DANTEC, Maurice G. (2003) : Villa Vortex, Éditions Gallimard, Collection La Noire.

Maurice G DANTEC est né en 1959 à Grenoble, il est naturalisé canadien et se défini comme « un écrivain nord-américain de la langue française ». Il a été l’élève de Gilles DELEUZE et fonde en 1998 avec Richard Pinhas, le duo de musique expérimentale Schizotrope en hommage à ce dernier.

SYNTHESE

« L’an 2000 aurait dû être la Fin des temps … Finalement il n’en est rien.

Le 11 Septembre 2001 sera le Dernier Jour du Monde tel que nous l’avions connu.

Quatre sites. Quatre cavaliers venus du ciel.

Le Monde d’ici-bas avait trouvé son régime de croisière : la destruction généralisée enclosait l’homme dans l’éternel recommencement du même, la mort, d’infinie différence, était devenue la finitude équivalente qui se refermait sur Porbicule où l’homme avait décidé de s’éteindre ».

Le narrateur, KERNAL, jeune flic de la banlieue PARISienne nous fait revivre les dix dernières années avant sa mort. Le 11 Septembre 2001 à midi, KERNAL explose dans son bureau de banlieue, victime lui aussi d’un attentat. Avant son décès il raconte :

Les dossiers criminels dont j’avais, ou avais eu la charge, recoupaient en partie cette ligne de fuite vers la catastrophe, ma vie personnelle n’était plus à l’évidence que le prolégomène à un effondrement plus général, j’en avais pris conscience peu à peu, lors de mon lent éveil à ce monde qui venait de naître. Ces chemises de carton, je les contemplais bien moins comme les ruines d’une vie à moitié ratée, semblables en cela à toutes les autres, que comme la promesse d’un avenir déjà ruiné par l’ensemble de nos actions. Dix ans, c’était à la fois largement suffisant pour comprendre qu’on pouvait en savoir beaucoup trop, et pas assez pour pleinement assimiler à quel point on n’apprenait jamais rien.
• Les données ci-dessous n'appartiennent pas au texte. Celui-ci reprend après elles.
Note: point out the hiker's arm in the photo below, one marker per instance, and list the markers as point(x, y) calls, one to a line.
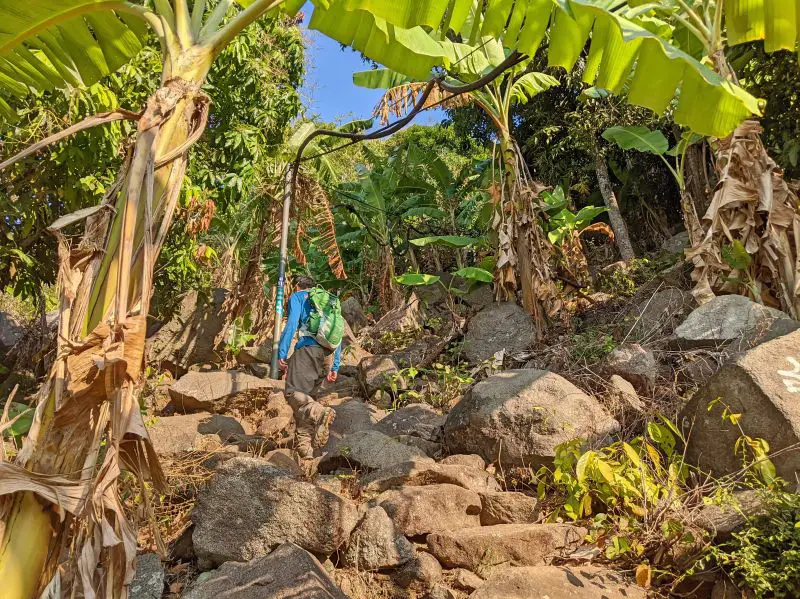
point(292, 322)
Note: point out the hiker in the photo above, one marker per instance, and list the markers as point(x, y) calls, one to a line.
point(309, 363)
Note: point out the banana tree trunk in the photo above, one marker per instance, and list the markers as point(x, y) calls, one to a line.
point(87, 423)
point(614, 214)
point(524, 251)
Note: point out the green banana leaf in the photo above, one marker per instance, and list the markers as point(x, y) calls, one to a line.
point(637, 138)
point(623, 54)
point(453, 241)
point(414, 279)
point(54, 44)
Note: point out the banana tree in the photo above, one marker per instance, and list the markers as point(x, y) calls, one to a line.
point(752, 206)
point(60, 496)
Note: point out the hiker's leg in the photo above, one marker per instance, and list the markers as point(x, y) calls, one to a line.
point(312, 419)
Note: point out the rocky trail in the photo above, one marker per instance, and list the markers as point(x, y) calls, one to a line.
point(427, 488)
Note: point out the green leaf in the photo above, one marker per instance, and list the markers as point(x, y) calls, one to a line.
point(637, 138)
point(46, 43)
point(473, 273)
point(531, 84)
point(736, 256)
point(413, 279)
point(453, 241)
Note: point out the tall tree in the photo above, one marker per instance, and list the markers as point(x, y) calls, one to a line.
point(60, 496)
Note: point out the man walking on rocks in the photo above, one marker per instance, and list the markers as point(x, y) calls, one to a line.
point(306, 368)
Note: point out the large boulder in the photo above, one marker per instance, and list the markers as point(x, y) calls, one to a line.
point(508, 508)
point(289, 572)
point(730, 319)
point(518, 417)
point(559, 582)
point(189, 338)
point(148, 583)
point(376, 372)
point(249, 507)
point(427, 472)
point(10, 332)
point(352, 416)
point(354, 314)
point(633, 363)
point(375, 543)
point(502, 326)
point(762, 386)
point(657, 316)
point(367, 450)
point(172, 435)
point(506, 544)
point(419, 510)
point(416, 420)
point(218, 391)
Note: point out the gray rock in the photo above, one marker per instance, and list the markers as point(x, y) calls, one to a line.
point(10, 332)
point(621, 392)
point(677, 243)
point(354, 314)
point(250, 507)
point(508, 544)
point(729, 319)
point(148, 583)
point(376, 372)
point(502, 326)
point(171, 435)
point(465, 580)
point(422, 571)
point(427, 472)
point(289, 572)
point(479, 298)
point(460, 459)
point(723, 520)
point(408, 316)
point(352, 416)
point(217, 391)
point(633, 363)
point(657, 316)
point(763, 386)
point(518, 417)
point(375, 543)
point(255, 354)
point(419, 510)
point(367, 450)
point(417, 419)
point(559, 582)
point(189, 337)
point(228, 428)
point(508, 508)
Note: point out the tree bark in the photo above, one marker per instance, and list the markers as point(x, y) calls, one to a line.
point(614, 215)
Au fil des pages, nous partageons sa vie depuis son entrée dans la police en 1991 alors qu’il est témoin des grands événements internationaux. KERNAL plante le décor et nous fait découvrir la Préfecture de Police en 2001, son collègue MAZARIN raciste misogyne et violent.

Il décrit les rouages de la bureaucratie et s’identifie comme rouage de la Machine, de la Préfecture de CRÉTEIL, flic de la France républicaine de la « fin des temps ».

Il revient ensuite sur l’année 1991 et l’assassinat d’une jeune fille dans une centrale à charbon désaffectée, la « centrale Arrighi” près de VITRY.

L’enquête révèle un crime odieux : les organes ont été remplacés par des électro mécanismes

Puis, KERNAL nous ramène quelques années en arrière lors de sa rencontre en 1989 avec Milena et Maroussia en HONGRIE. Avec elles il assistera à la Chute du Mur de BERLIN, Porte de BRANDEBOURG.

Lors de ses digressions autour du crime, il repart sur les plages du Débarquement (le D day) pour mieux comprendre la guerre en IRAK (la Guerre du Désert).

Il nous fait découvrir la centrale EDF voisine de la scène de crime, ses ouvriers et RUNGIS.

Il rencontre NITZOS, caméraman sur le site, chargé de filmer la destruction de la « Centrale Arrighi » : ce dernier sera d’abord suspecté par KERNAL puis deviendra pendant les premiers mois d’enquête presque intime.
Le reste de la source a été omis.